I left his office and added a quick succession of three or more cigarettes to the countless number I’d inhaled over the previous twenty-one-and-a-half years.
Over the next five years I repeated these patterns of behavior.
I lamented the money I was wasting, chastised myself for ruining my and my family’s health, and felt utterly reproached by my weakness.
Each time I lit up, those feelings left in a puff of smoke.
Until I could no longer deny the dark brown plugs of mucus I was finally able to hack up each morning, the ache in my ribs from the heaving, and the breathlessness I faced walking up the slightest incline or trying to keep up with my kids.
One of the best ways to kick a bad habit to the curb is to make a plan and prepare, prepare, prepare.
“There is a new drug in clinical trials that’s showing strong results,” my physician—still trying to persuade me to kick the habit—said three years later during another routine exam. “It should be on the market in a few years,” he replied to my question about the product’s availability.

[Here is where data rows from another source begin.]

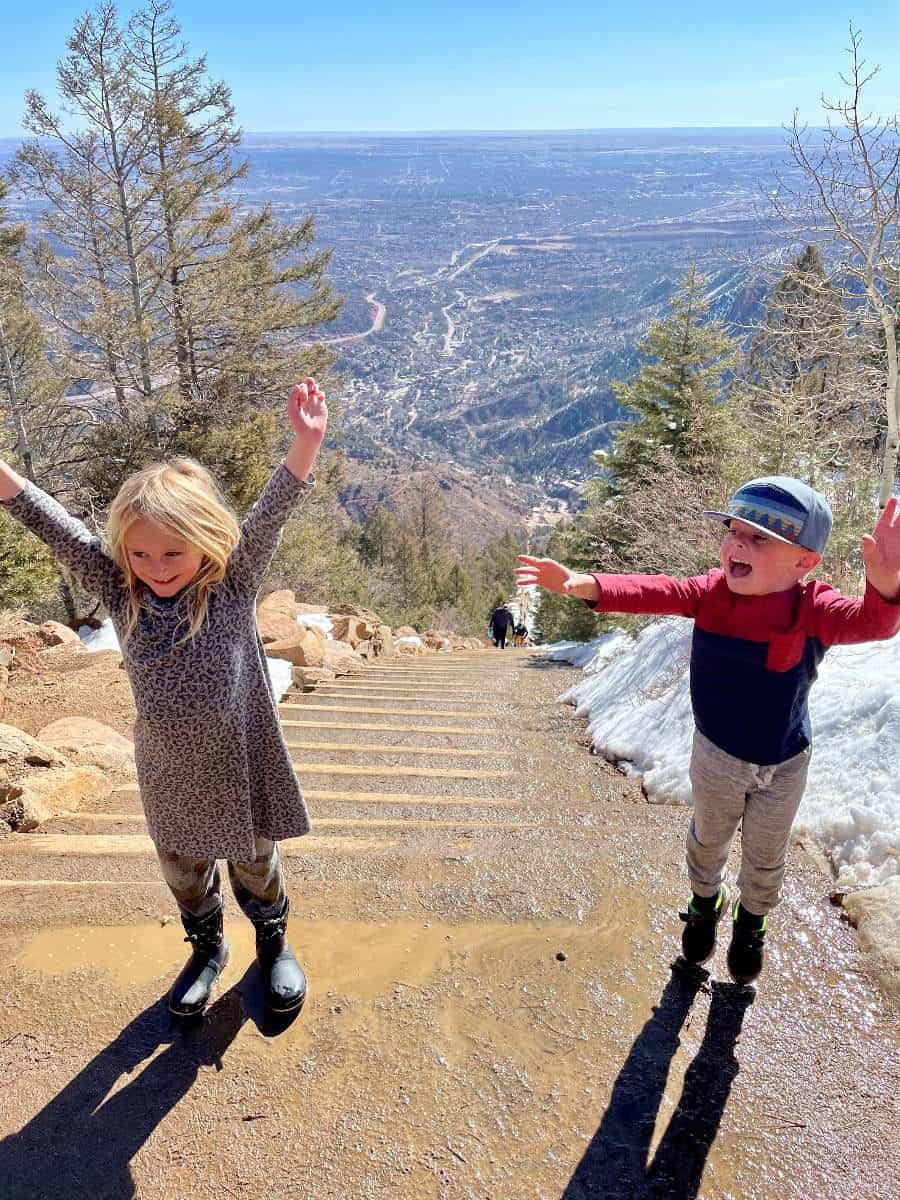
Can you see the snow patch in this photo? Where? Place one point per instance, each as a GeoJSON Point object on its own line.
{"type": "Point", "coordinates": [636, 700]}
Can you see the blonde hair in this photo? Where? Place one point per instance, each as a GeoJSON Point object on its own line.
{"type": "Point", "coordinates": [183, 498]}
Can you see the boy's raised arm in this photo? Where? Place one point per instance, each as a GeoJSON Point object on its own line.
{"type": "Point", "coordinates": [11, 483]}
{"type": "Point", "coordinates": [661, 595]}
{"type": "Point", "coordinates": [876, 615]}
{"type": "Point", "coordinates": [546, 573]}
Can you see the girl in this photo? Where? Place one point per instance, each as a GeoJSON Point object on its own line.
{"type": "Point", "coordinates": [180, 581]}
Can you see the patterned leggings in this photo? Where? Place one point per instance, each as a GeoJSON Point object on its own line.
{"type": "Point", "coordinates": [197, 883]}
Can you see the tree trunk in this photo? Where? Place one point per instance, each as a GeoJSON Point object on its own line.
{"type": "Point", "coordinates": [892, 403]}
{"type": "Point", "coordinates": [23, 443]}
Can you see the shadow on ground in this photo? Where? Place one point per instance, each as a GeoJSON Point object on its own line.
{"type": "Point", "coordinates": [616, 1163]}
{"type": "Point", "coordinates": [81, 1145]}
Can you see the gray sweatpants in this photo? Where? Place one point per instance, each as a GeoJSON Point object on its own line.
{"type": "Point", "coordinates": [197, 883]}
{"type": "Point", "coordinates": [727, 791]}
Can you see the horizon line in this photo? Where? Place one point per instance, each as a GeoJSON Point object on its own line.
{"type": "Point", "coordinates": [505, 132]}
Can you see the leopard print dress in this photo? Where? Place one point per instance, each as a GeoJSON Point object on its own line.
{"type": "Point", "coordinates": [213, 766]}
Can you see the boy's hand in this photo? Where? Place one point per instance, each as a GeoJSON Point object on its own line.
{"type": "Point", "coordinates": [546, 573]}
{"type": "Point", "coordinates": [307, 413]}
{"type": "Point", "coordinates": [881, 552]}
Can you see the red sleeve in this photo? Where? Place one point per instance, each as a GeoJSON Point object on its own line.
{"type": "Point", "coordinates": [838, 618]}
{"type": "Point", "coordinates": [660, 595]}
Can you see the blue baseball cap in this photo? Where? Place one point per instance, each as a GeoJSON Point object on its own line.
{"type": "Point", "coordinates": [783, 508]}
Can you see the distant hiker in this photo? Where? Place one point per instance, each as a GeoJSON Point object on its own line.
{"type": "Point", "coordinates": [759, 636]}
{"type": "Point", "coordinates": [180, 580]}
{"type": "Point", "coordinates": [502, 621]}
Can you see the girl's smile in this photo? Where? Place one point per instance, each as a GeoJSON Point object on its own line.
{"type": "Point", "coordinates": [161, 561]}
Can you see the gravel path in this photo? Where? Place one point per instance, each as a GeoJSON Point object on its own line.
{"type": "Point", "coordinates": [487, 916]}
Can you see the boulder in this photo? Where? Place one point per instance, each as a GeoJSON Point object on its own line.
{"type": "Point", "coordinates": [54, 634]}
{"type": "Point", "coordinates": [412, 647]}
{"type": "Point", "coordinates": [46, 793]}
{"type": "Point", "coordinates": [276, 616]}
{"type": "Point", "coordinates": [307, 677]}
{"type": "Point", "coordinates": [19, 753]}
{"type": "Point", "coordinates": [347, 628]}
{"type": "Point", "coordinates": [36, 783]}
{"type": "Point", "coordinates": [358, 610]}
{"type": "Point", "coordinates": [304, 647]}
{"type": "Point", "coordinates": [90, 743]}
{"type": "Point", "coordinates": [342, 659]}
{"type": "Point", "coordinates": [383, 641]}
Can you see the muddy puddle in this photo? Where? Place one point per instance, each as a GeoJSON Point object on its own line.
{"type": "Point", "coordinates": [469, 982]}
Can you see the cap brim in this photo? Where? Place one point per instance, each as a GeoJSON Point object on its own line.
{"type": "Point", "coordinates": [730, 516]}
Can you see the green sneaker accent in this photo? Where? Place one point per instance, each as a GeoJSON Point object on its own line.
{"type": "Point", "coordinates": [703, 912]}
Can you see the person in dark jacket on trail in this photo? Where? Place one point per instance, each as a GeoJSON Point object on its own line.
{"type": "Point", "coordinates": [502, 621]}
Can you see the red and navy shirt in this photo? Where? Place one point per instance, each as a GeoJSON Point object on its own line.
{"type": "Point", "coordinates": [754, 659]}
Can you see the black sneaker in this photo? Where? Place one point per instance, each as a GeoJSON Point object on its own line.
{"type": "Point", "coordinates": [745, 953]}
{"type": "Point", "coordinates": [700, 923]}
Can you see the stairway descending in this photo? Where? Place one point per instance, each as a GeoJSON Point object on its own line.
{"type": "Point", "coordinates": [406, 757]}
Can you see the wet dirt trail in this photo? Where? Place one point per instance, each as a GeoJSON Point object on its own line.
{"type": "Point", "coordinates": [487, 916]}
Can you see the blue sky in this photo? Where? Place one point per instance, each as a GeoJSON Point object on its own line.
{"type": "Point", "coordinates": [497, 65]}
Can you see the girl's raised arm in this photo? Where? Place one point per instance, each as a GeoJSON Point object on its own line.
{"type": "Point", "coordinates": [261, 533]}
{"type": "Point", "coordinates": [70, 540]}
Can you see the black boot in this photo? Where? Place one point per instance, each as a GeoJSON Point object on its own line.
{"type": "Point", "coordinates": [701, 919]}
{"type": "Point", "coordinates": [745, 953]}
{"type": "Point", "coordinates": [209, 954]}
{"type": "Point", "coordinates": [283, 979]}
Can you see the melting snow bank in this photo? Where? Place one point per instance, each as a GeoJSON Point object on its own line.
{"type": "Point", "coordinates": [105, 639]}
{"type": "Point", "coordinates": [636, 700]}
{"type": "Point", "coordinates": [635, 697]}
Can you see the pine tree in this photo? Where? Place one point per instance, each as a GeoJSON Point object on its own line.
{"type": "Point", "coordinates": [676, 391]}
{"type": "Point", "coordinates": [183, 310]}
{"type": "Point", "coordinates": [675, 457]}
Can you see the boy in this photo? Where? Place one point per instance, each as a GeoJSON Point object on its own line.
{"type": "Point", "coordinates": [760, 634]}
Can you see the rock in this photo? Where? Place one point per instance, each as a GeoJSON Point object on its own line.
{"type": "Point", "coordinates": [46, 793]}
{"type": "Point", "coordinates": [90, 743]}
{"type": "Point", "coordinates": [383, 641]}
{"type": "Point", "coordinates": [54, 634]}
{"type": "Point", "coordinates": [357, 610]}
{"type": "Point", "coordinates": [276, 616]}
{"type": "Point", "coordinates": [875, 912]}
{"type": "Point", "coordinates": [304, 648]}
{"type": "Point", "coordinates": [352, 629]}
{"type": "Point", "coordinates": [19, 753]}
{"type": "Point", "coordinates": [411, 647]}
{"type": "Point", "coordinates": [307, 677]}
{"type": "Point", "coordinates": [342, 659]}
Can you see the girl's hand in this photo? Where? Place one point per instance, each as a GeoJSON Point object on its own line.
{"type": "Point", "coordinates": [881, 552]}
{"type": "Point", "coordinates": [546, 573]}
{"type": "Point", "coordinates": [307, 413]}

I tucked that information away in the back of my mind for the next one-and-a-half years.
I had been smoking twenty-six-and-a-half years when he wrote me the prescription for Chantix.
I had a hysterectomy for scheduled for mid December and my goal was to have quit two months prior to that date.
On September 1st, 2006 I stumbled upon Warren’s affair.
As my life unraveled faster than one of those strings on a feed bag, I questioned if I could go ahead with my plans in the face of so much stress.
But a few weeks into the chaos, I chose to stick with my plan, determined I wasn’t going to let Warren’s actions derail me.
Whereas I usually throw away those pharmaceutical inserts, I sat down with those pages and pages of medical jargon/instructions and read every single word.
Personally, I liked the fact that I could smoke for two weeks while using the drug, a much easier weaning period.
By the middle of the second week, the drug was taking effect and smoking began to leave a negative taste in my mouth. Literally.
I had planned on cutting the numbers I smoked in half each day, but by the middle of the second week I found I had no desire to smoke even one of my allotment. So I quit.
One urge at a time, sugar free gum and water replaced cigarettes.
The water tip turned out to be one of my greatest assets.
Many months after I quit I was sharing with someone how I prepared to quit when it dawned on me: I had basically spent almost two years preparing myself to quit when Chantix came out.
What can I say? It takes some of us a lot longer to figure things out.
Recognition and rewards are important in continuing to build on your success.
I chose not to reward myself with shopping sprees or other material items. Why, after a month I quit tracking how many days it had been.
I didn’t want to make smoking the focus of quitting.
I did, however, take a weekend trip to NYC to take in a show. And I didn’t feel guilty about spending the money.
But for others, counting the days is crucial to long term success. I met a girl who set up an excel spreadsheet to do the counting for her.
“Three-hundred-twenty-three days smoke free,” she said one night.
I also don’t refer to myself as a non-smoker. I refer to myself as a recovering smoker.
Anytime I walk by someone freezing in the cold in answer to their addiction, or walk into a plume of smoke, this thought runs through my mind: I am so happy I don’t do that anymore.
That is my number one reward…
That and five years without bronchitis or any major upper respiratory infection…
How about you? Have you battled and overcome an addiction? Share your story here. You never know whose life you just might help save.